Todo comienza en punto de las 07:30 horas. La primera instrucción del Preparador Físico Fabián Bazán a sus jugadores es presentarse ante la
báscula, para que el nutriólogo Pedro García lleve un registro diario de
su peso.

“Los jugadores están bien, están predispuestos” comenta Bazán, quien hace un balance de cómo recibió al grupo de trabajo.
“Pero tenemos que ajustarnos mucho para los valores de alta
competencia que han evolucionado en todas las décadas. A mí me ha tocado trabajar en cuatro décadas ya, porque empecé muy joven, entrené
jugadores de los años 80, de los 90 y estos chicos millenial. Ahora ya casi voy llegando al 2020”, añade.


Son dos modos de entrenamiento a los que se está sometiendo a todo el primer equipo. Ambos de tres sesiones, pero uno de ellos contempla una
sesión audiovisual.


Una vez habiendo atendido la báscula, el jugador toma un tentempié y antes que el reloj marque las 08:00 horas, va al campo para trabajar al
menos 80 minutos. Llega el momento de tomar una ducha y poder ir a desayunar poco después de las 10:30 horas.


“Cuando empecé entrenaba con equipos (que recorrían) siete kilómetros por partido y hoy estamos hablando de prácticamente 12 kilómetros, pero
con rangos de intensidad muy altos. Eso hace que los jugadores deban estar preparador de una forma totalmente meticulosa.

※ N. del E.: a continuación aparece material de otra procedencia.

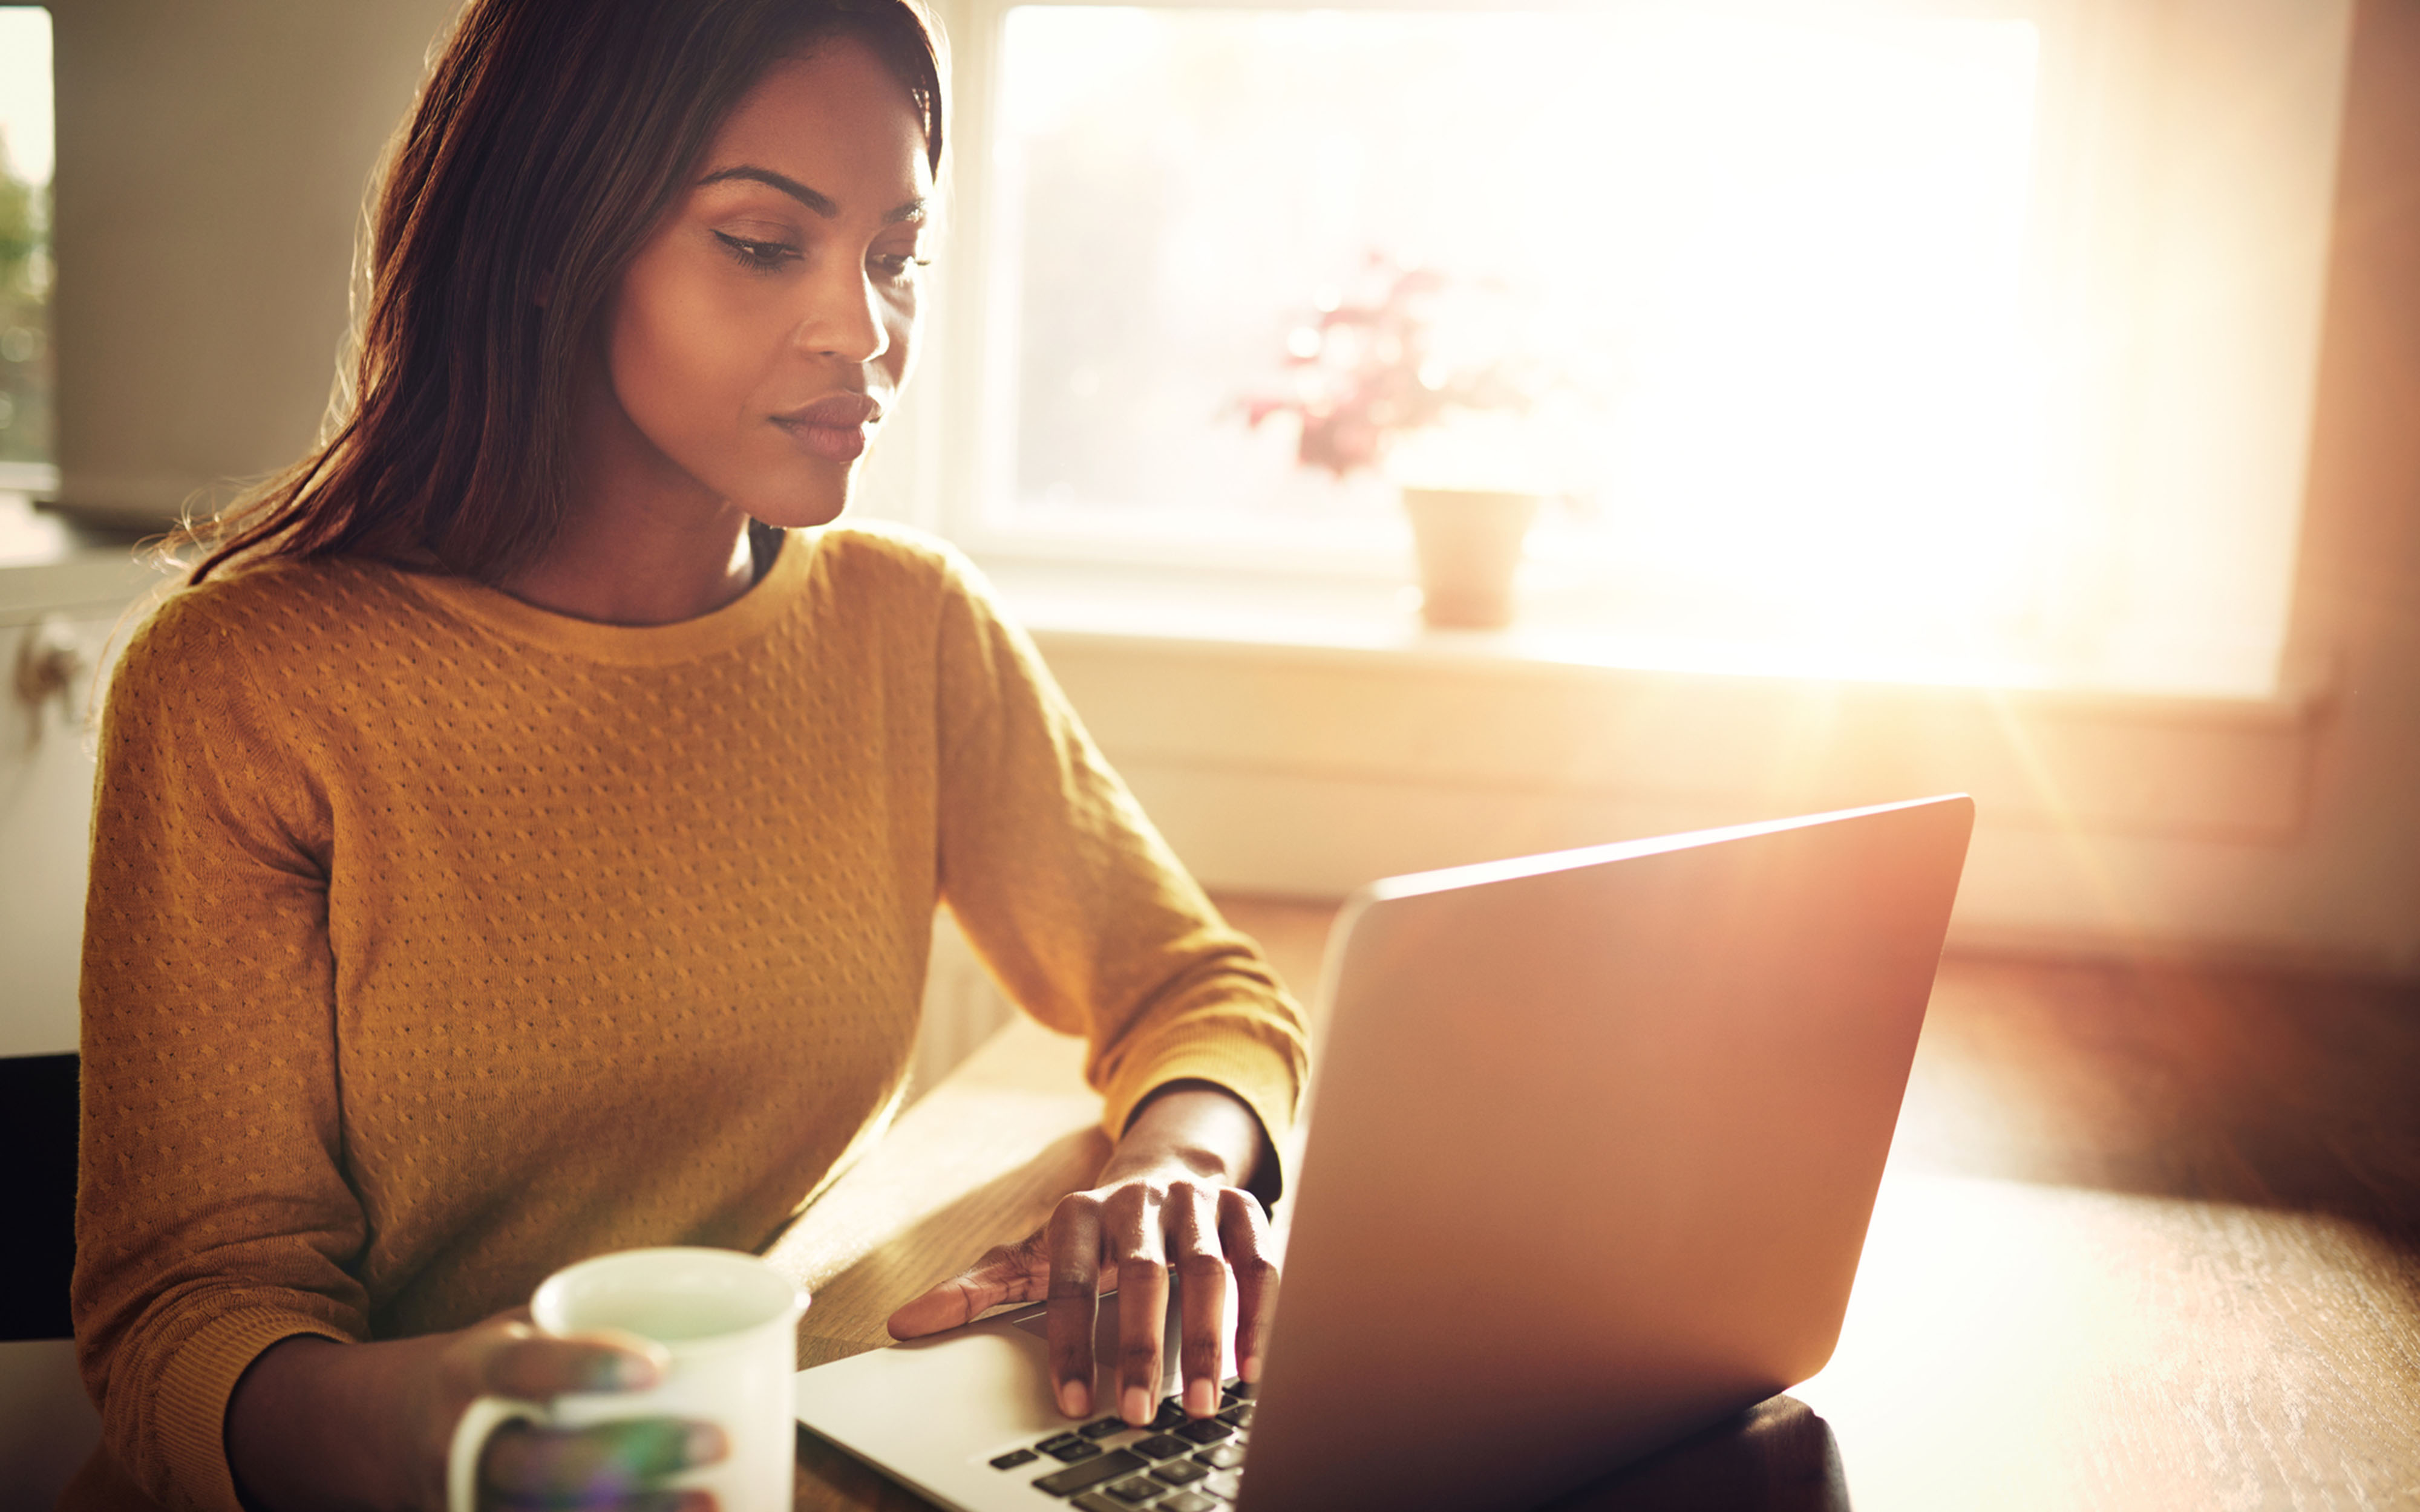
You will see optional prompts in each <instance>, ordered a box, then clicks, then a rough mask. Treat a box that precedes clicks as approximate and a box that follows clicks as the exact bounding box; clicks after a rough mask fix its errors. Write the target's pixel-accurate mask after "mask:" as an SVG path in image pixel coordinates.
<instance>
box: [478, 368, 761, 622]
mask: <svg viewBox="0 0 2420 1512" xmlns="http://www.w3.org/2000/svg"><path fill="white" fill-rule="evenodd" d="M750 583H755V554H753V552H750V547H748V513H745V510H741V508H738V506H733V503H731V501H726V498H716V496H714V494H711V491H709V489H704V486H702V484H699V481H697V479H692V477H690V474H687V472H682V469H680V464H675V462H673V460H670V457H666V455H663V452H661V450H656V445H653V443H649V440H646V435H641V433H639V428H636V426H632V423H629V416H627V414H622V406H620V402H615V399H612V394H610V392H600V385H588V392H586V394H583V397H581V402H578V414H576V416H574V469H571V508H569V510H566V518H564V525H561V532H557V537H554V539H552V542H549V544H547V552H545V554H542V556H540V559H537V561H532V564H530V566H525V569H520V571H515V573H511V576H506V578H503V581H501V583H499V588H503V590H506V593H511V595H513V598H518V600H523V602H528V605H537V607H540V610H552V612H557V614H569V617H574V619H593V622H598V624H673V622H680V619H697V617H699V614H711V612H714V610H721V607H724V605H728V602H733V600H738V598H741V595H743V593H748V585H750Z"/></svg>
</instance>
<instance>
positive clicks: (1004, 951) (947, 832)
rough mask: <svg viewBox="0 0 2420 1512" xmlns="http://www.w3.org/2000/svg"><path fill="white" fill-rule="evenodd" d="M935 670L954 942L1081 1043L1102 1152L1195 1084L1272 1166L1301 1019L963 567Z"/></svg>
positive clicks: (948, 868)
mask: <svg viewBox="0 0 2420 1512" xmlns="http://www.w3.org/2000/svg"><path fill="white" fill-rule="evenodd" d="M939 658H941V668H939V699H941V709H939V721H941V895H944V900H946V902H949V910H951V914H956V919H958V924H961V927H963V929H966V936H968V941H970V943H973V946H975V951H978V953H980V956H983V960H985V965H990V970H992V975H995V977H997V980H999V982H1002V987H1007V992H1009V997H1014V999H1016V1004H1019V1006H1024V1009H1026V1011H1029V1014H1033V1016H1036V1018H1041V1021H1043V1023H1048V1026H1050V1028H1058V1031H1062V1033H1074V1035H1084V1040H1087V1045H1089V1057H1087V1072H1084V1074H1087V1079H1089V1081H1091V1086H1094V1089H1099V1091H1101V1096H1104V1103H1106V1106H1104V1127H1106V1130H1108V1132H1111V1135H1113V1137H1116V1135H1118V1132H1123V1130H1125V1125H1128V1120H1130V1118H1133V1113H1135V1108H1137V1103H1142V1098H1147V1096H1150V1093H1152V1091H1154V1089H1159V1086H1166V1084H1169V1081H1183V1079H1200V1081H1212V1084H1217V1086H1225V1089H1227V1091H1232V1093H1237V1096H1239V1098H1241V1101H1244V1103H1246V1106H1251V1110H1254V1113H1256V1115H1258V1120H1261V1127H1263V1130H1266V1132H1268V1139H1271V1147H1273V1149H1278V1152H1283V1149H1285V1135H1287V1130H1290V1127H1292V1120H1295V1106H1297V1101H1300V1093H1302V1081H1304V1074H1307V1069H1309V1052H1307V1035H1304V1021H1302V1011H1300V1006H1297V1004H1295V1002H1292V999H1290V997H1287V994H1285V989H1283V987H1280V985H1278V977H1275V973H1273V970H1271V968H1268V963H1266V960H1263V958H1261V953H1258V948H1256V946H1254V941H1251V939H1246V936H1244V934H1237V931H1234V929H1229V927H1227V922H1225V919H1222V917H1220V914H1217V907H1212V905H1210V900H1208V898H1205V895H1203V890H1200V888H1198V885H1195V883H1193V878H1191V876H1186V868H1183V864H1179V861H1176V854H1174V852H1169V847H1166V842H1164V839H1162V837H1159V832H1157V830H1152V823H1150V820H1147V818H1145V815H1142V808H1140V806H1137V803H1135V798H1133V793H1128V791H1125V784H1123V781H1120V779H1118V774H1116V772H1111V767H1108V762H1106V760H1104V757H1101V752H1099V748H1094V743H1091V738H1089V735H1087V733H1084V726H1082V723H1079V721H1077V714H1074V709H1072V706H1070V704H1067V699H1065V694H1062V692H1060V689H1058V685H1055V682H1053V680H1050V673H1048V670H1045V668H1043V660H1041V656H1038V653H1036V651H1033V644H1031V641H1029V639H1026V636H1024V631H1019V629H1016V627H1012V624H1007V622H1004V619H1002V617H999V612H997V610H995V607H992V602H990V595H987V590H985V585H983V581H980V576H975V571H973V569H970V566H966V564H963V561H958V559H951V581H949V593H946V598H944V605H941V636H939ZM1280 1159H1283V1156H1280ZM1283 1178H1285V1173H1283V1171H1273V1173H1266V1181H1261V1183H1258V1188H1261V1193H1263V1195H1266V1198H1275V1195H1278V1190H1280V1188H1283Z"/></svg>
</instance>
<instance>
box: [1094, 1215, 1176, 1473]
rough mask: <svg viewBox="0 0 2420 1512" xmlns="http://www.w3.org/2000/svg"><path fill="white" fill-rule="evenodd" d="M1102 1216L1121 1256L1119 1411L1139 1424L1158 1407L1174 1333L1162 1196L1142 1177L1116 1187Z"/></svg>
mask: <svg viewBox="0 0 2420 1512" xmlns="http://www.w3.org/2000/svg"><path fill="white" fill-rule="evenodd" d="M1101 1217H1104V1239H1106V1243H1108V1251H1111V1256H1113V1258H1116V1260H1118V1415H1120V1418H1125V1420H1128V1422H1137V1425H1140V1422H1150V1420H1152V1415H1154V1413H1157V1410H1159V1379H1162V1360H1159V1352H1162V1347H1164V1343H1166V1331H1169V1248H1166V1241H1164V1236H1162V1231H1159V1224H1162V1195H1159V1193H1157V1190H1152V1188H1150V1185H1145V1183H1140V1181H1137V1183H1130V1185H1120V1188H1113V1190H1111V1195H1108V1200H1106V1202H1104V1214H1101Z"/></svg>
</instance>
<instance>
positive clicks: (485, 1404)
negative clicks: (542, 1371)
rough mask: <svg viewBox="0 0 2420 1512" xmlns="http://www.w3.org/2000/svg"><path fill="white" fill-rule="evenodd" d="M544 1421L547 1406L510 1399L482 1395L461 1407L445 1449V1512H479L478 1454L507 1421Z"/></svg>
mask: <svg viewBox="0 0 2420 1512" xmlns="http://www.w3.org/2000/svg"><path fill="white" fill-rule="evenodd" d="M545 1420H547V1408H545V1406H540V1403H535V1401H515V1398H511V1396H482V1398H474V1401H472V1403H469V1406H467V1408H462V1420H460V1422H455V1437H453V1442H450V1444H448V1447H445V1512H479V1454H482V1452H484V1449H486V1437H489V1435H491V1432H496V1430H499V1427H503V1425H506V1422H545Z"/></svg>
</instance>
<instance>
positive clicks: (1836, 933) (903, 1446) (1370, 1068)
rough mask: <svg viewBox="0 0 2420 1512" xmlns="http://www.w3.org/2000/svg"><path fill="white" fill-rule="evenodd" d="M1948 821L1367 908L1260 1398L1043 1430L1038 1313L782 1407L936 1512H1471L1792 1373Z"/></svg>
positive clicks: (1924, 964) (1640, 841)
mask: <svg viewBox="0 0 2420 1512" xmlns="http://www.w3.org/2000/svg"><path fill="white" fill-rule="evenodd" d="M1972 823H1975V806H1972V803H1970V801H1967V798H1965V796H1948V798H1924V801H1914V803H1892V806H1883V808H1859V810H1846V813H1825V815H1810V818H1791V820H1776V823H1767V825H1742V827H1733V830H1704V832H1696V835H1670V837H1660V839H1638V842H1629V844H1607V847H1592V849H1578V852H1558V854H1549V856H1522V859H1515V861H1491V864H1483V866H1459V868H1452V871H1430V873H1421V876H1399V878H1389V881H1382V883H1375V885H1370V888H1365V890H1362V893H1358V895H1355V898H1353V900H1350V902H1348V905H1346V910H1343V914H1341V917H1338V922H1336V934H1333V939H1331V941H1329V960H1326V982H1324V1002H1326V1009H1329V1011H1326V1031H1324V1040H1321V1045H1319V1052H1316V1055H1319V1060H1316V1072H1314V1079H1312V1098H1309V1108H1307V1125H1309V1139H1307V1147H1304V1156H1302V1168H1300V1178H1297V1188H1295V1190H1292V1193H1290V1195H1287V1205H1290V1207H1292V1214H1290V1219H1292V1222H1290V1239H1287V1251H1285V1282H1283V1292H1280V1309H1278V1318H1275V1323H1273V1333H1271V1345H1268V1360H1266V1369H1263V1374H1261V1381H1258V1386H1256V1389H1239V1386H1234V1384H1229V1393H1227V1408H1225V1413H1222V1415H1220V1418H1208V1420H1200V1422H1186V1420H1183V1418H1181V1415H1179V1413H1176V1410H1174V1408H1169V1410H1166V1413H1164V1415H1162V1420H1159V1422H1157V1425H1154V1427H1145V1430H1130V1427H1123V1425H1118V1422H1116V1420H1108V1418H1101V1420H1096V1422H1089V1425H1084V1422H1070V1420H1065V1418H1060V1413H1058V1410H1055V1406H1053V1401H1050V1384H1048V1374H1045V1345H1043V1309H1041V1306H1026V1309H1021V1311H1007V1314H995V1316H992V1318H985V1321H978V1323H970V1326H966V1328H958V1331H953V1333H946V1335H939V1338H934V1340H920V1343H910V1345H895V1347H888V1350H876V1352H869V1355H857V1357H852V1360H840V1362H832V1364H823V1367H816V1369H806V1372H799V1377H796V1396H799V1420H801V1422H803V1425H806V1427H808V1430H813V1432H816V1435H820V1437H825V1439H830V1442H832V1444H837V1447H840V1449H847V1452H849V1454H854V1456H859V1459H864V1461H869V1464H871V1466H874V1468H878V1471H883V1473H888V1476H893V1478H895V1481H903V1483H905V1485H910V1488H912V1490H917V1493H922V1495H924V1497H932V1500H934V1502H941V1505H946V1507H958V1510H963V1512H1048V1510H1050V1507H1055V1505H1074V1507H1079V1510H1082V1512H1104V1510H1150V1512H1210V1510H1225V1507H1227V1505H1239V1507H1241V1512H1307V1510H1324V1512H1329V1510H1336V1507H1411V1510H1447V1507H1452V1510H1457V1512H1459V1510H1486V1507H1532V1505H1537V1502H1542V1500H1546V1497H1551V1495H1554V1493H1558V1490H1566V1488H1571V1485H1578V1483H1583V1481H1588V1478H1592V1476H1600V1473H1604V1471H1609V1468H1614V1466H1619V1464H1626V1461H1631V1459H1638V1456H1641V1454H1648V1452H1653V1449H1658V1447H1663V1444H1670V1442H1675V1439H1679V1437H1687V1435H1689V1432H1696V1430H1701V1427H1709V1425H1713V1422H1718V1420H1723V1418H1728V1415H1730V1413H1738V1410H1740V1408H1745V1406H1752V1403H1757V1401H1762V1398H1767V1396H1771V1393H1776V1391H1781V1389H1786V1386H1791V1384H1796V1381H1803V1379H1805V1377H1810V1374H1815V1372H1817V1369H1820V1367H1822V1362H1825V1360H1827V1357H1830V1352H1832V1343H1834V1340H1837V1335H1839V1321H1842V1311H1844V1309H1846V1304H1849V1282H1851V1280H1854V1275H1856V1258H1859V1248H1861V1246H1863V1239H1866V1217H1868V1212H1871V1207H1873V1193H1875V1185H1878V1181H1880V1176H1883V1159H1885V1154H1888V1152H1890V1132H1892V1125H1895V1123H1897V1113H1900V1096H1902V1091H1905V1089H1907V1067H1909V1060H1912V1057H1914V1050H1917V1031H1919V1026H1921V1023H1924V1002H1926V997H1929V994H1931V985H1934V965H1936V963H1938V956H1941V936H1943V931H1946V927H1948V914H1951V900H1953V895H1955V890H1958V873H1960V866H1963V864H1965V849H1967V835H1970V830H1972ZM1113 1316H1116V1309H1113V1306H1108V1304H1104V1306H1101V1321H1104V1328H1113ZM1169 1316H1171V1318H1174V1316H1176V1306H1174V1304H1171V1306H1169ZM1104 1343H1108V1338H1104ZM1113 1357H1116V1350H1113V1347H1104V1350H1101V1352H1099V1360H1104V1362H1113ZM1166 1360H1169V1362H1171V1377H1174V1360H1176V1345H1174V1338H1171V1343H1169V1350H1166ZM1229 1369H1232V1367H1229ZM1174 1389H1176V1384H1174V1379H1169V1381H1164V1389H1162V1393H1164V1396H1166V1393H1171V1391H1174ZM1094 1401H1116V1396H1113V1391H1111V1379H1108V1369H1104V1374H1101V1381H1099V1389H1096V1393H1094Z"/></svg>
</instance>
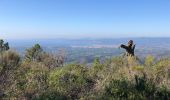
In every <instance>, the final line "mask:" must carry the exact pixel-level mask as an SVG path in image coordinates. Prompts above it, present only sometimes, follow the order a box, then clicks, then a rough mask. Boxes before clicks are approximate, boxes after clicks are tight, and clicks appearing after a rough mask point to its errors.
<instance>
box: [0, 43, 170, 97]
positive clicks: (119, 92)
mask: <svg viewBox="0 0 170 100" xmlns="http://www.w3.org/2000/svg"><path fill="white" fill-rule="evenodd" d="M0 50H1V51H0V98H1V99H12V100H15V99H16V100H70V99H82V100H110V99H114V100H122V99H123V100H136V99H137V100H169V99H170V74H169V73H170V58H166V59H160V60H155V59H154V57H153V56H146V57H145V60H144V62H142V63H141V62H140V59H138V57H126V56H124V57H123V56H113V57H112V58H110V59H105V60H104V62H101V60H100V59H99V58H95V59H94V60H93V63H91V64H88V66H87V64H78V63H71V64H65V63H64V56H63V55H62V53H59V54H55V55H54V54H51V53H47V52H45V51H44V50H43V49H42V47H41V46H40V45H39V44H36V45H34V46H33V47H31V48H28V49H27V50H26V51H25V54H24V57H23V58H21V57H20V56H19V54H18V53H17V52H15V51H12V50H10V49H9V45H8V44H7V43H6V42H4V41H1V42H0Z"/></svg>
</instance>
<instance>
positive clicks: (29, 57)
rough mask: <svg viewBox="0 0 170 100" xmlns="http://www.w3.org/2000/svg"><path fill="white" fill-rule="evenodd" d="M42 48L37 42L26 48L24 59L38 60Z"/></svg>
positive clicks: (38, 60)
mask: <svg viewBox="0 0 170 100" xmlns="http://www.w3.org/2000/svg"><path fill="white" fill-rule="evenodd" d="M42 53H43V49H42V48H41V46H40V45H39V44H35V45H34V46H33V47H32V48H30V49H27V50H26V54H25V59H26V60H28V61H40V60H41V54H42Z"/></svg>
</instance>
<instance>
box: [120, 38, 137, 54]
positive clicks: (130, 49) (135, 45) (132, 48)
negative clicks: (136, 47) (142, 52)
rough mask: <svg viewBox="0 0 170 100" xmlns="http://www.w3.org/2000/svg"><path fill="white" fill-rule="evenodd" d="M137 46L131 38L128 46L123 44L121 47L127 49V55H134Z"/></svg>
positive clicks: (120, 46)
mask: <svg viewBox="0 0 170 100" xmlns="http://www.w3.org/2000/svg"><path fill="white" fill-rule="evenodd" d="M135 46H136V45H133V40H130V41H129V42H128V46H126V45H124V44H121V45H120V47H121V48H123V49H125V50H126V55H127V56H134V55H135V54H134V50H135Z"/></svg>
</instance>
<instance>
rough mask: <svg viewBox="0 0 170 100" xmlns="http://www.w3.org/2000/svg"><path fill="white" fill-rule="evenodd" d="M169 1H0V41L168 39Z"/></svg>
mask: <svg viewBox="0 0 170 100" xmlns="http://www.w3.org/2000/svg"><path fill="white" fill-rule="evenodd" d="M169 9H170V1H168V0H162V1H160V0H128V1H127V0H62V1H61V0H41V1H39V0H1V1H0V38H4V39H56V38H61V39H62V38H64V39H81V38H126V37H127V38H128V37H170V28H169V27H170V10H169Z"/></svg>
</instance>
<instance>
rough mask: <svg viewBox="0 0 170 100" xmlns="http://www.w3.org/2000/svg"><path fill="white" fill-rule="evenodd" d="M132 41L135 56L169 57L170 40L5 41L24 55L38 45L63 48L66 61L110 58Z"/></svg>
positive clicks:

“Pelé decidía en cinco segundos cuando le venía el adversario. Maradona estaba entre los dos segundos, dos segundos y medio. Hoy, los altos
performance como Messi y esa gente, tienen que decidir en milésimas de segundo. Han bajado casi cuatro segundos de tiempo de decisión”, explica
Bazán.


La segunda sesión inicia al media día. Habiendo desayunado toman un descanso y regresan a un módulo de fuerza de al menos 40 minutos.
Aproximadamente a las 13:00 horas, llega la hora de comer y dormir un promedio de tres horas, para regresar al campo y someterse a un periodo
de trabajo de 80 minutos.

“Yo lo que encuentro son evoluciones corporales que hay que producir y lógicamente los equipos deben cambiar con esas evoluciones”, explica.


El segundo módulo de trabajo es similar pero una de las tres sesiones contempla una hora de video y análisis de metodologías de trabajo.

“El objetivo general es clasificar, pero qué hago para llegar al objetivo. Debo tener a los jugadores en su mayoría disponibles para que
el entrenador pueda contar con ellos”.


Con Fabián Bazán, trabajan Sergio González como segundo Preparador Físico, Noé Santiago como ayudante, el nutriólogo Pedro García, José María Bazán, quien es Auxiliar
Técnico y responsable del trabajo técnico-táctico específico y todos encabezados por el Director Técnico Oscar Pareja.